PyTorch-On-Angel: A lightweight and high-performance distributed PyTorch computing platform based on Angel PS. It uses Angel's PS to support high-dimensional models and uses Spark as a PyTorch scheduling platform. It is easy to use as you can complete data preprocessing (using Spark) and model training (using PyTorch) altogether in one job. Similar to developing algorithms on PyTorch, users can simply use Python to design new algorithms on PyTorch On Angel platform . We have implemented a variety of algorithms in PyTorch On Angel: LR, FM, DeepFM, Wide & Deep, xDeepFM, GCN, GraphSage, etc, exhibiting higher performance (5x~10x) than those on Angel and sona. We stongly recommend you to use the PyTorch On Angel platform if you are more concerned with performance.
sona: A generic computing platform based on Angel PS and Spark that uses Angel PS to break through Spark's bottleneck of training high-dimensional models. In the new version of sona, we have done a lot of work to make the combination of feature engineering and model training better. We reconstruct LINE(LINE V2) and K-Core in this version and the performance and stability have been greatly improved.
serving: Angel's model serving platform, which is able to provide serving for not only models generated from Angel, Spark On Angel and PyTorch On Angel, but also those from other platforms, such as Spark, XGBoost, etc.
automl: A generic automatic machine learning component that includes automatic tuning and automatic feature engineering.
mlcore: Angel's independently developed lightweight computing graph framework.
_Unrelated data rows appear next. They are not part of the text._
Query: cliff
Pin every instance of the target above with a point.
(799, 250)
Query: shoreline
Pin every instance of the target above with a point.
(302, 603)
Users can easily implement new algorithms on it.
math2: Angel's independently developed high-performance math library, which involves a lot of performance optimization for large sparse vectors.
format: Angel's model format interface definition. Angel uses an open model format, enabling users to customize the needed format by implementing the model format interface.
New features
- [ISSUE-348] Support Kubernetes
- [ISSUE-845] PyTorch On Angel
- [ISSUE-678] Support GCN/GraphSage in PyTorch On Angel
- [ISSUE-846] sona reconstruct
- [ISSUE-790] automl
- [ISSUE-835] Add a LINE implementation version(LINE V2) that has better performence and runs more stable in sona
- [ISSUE-836] Reconstruct K-Core algorithm in sona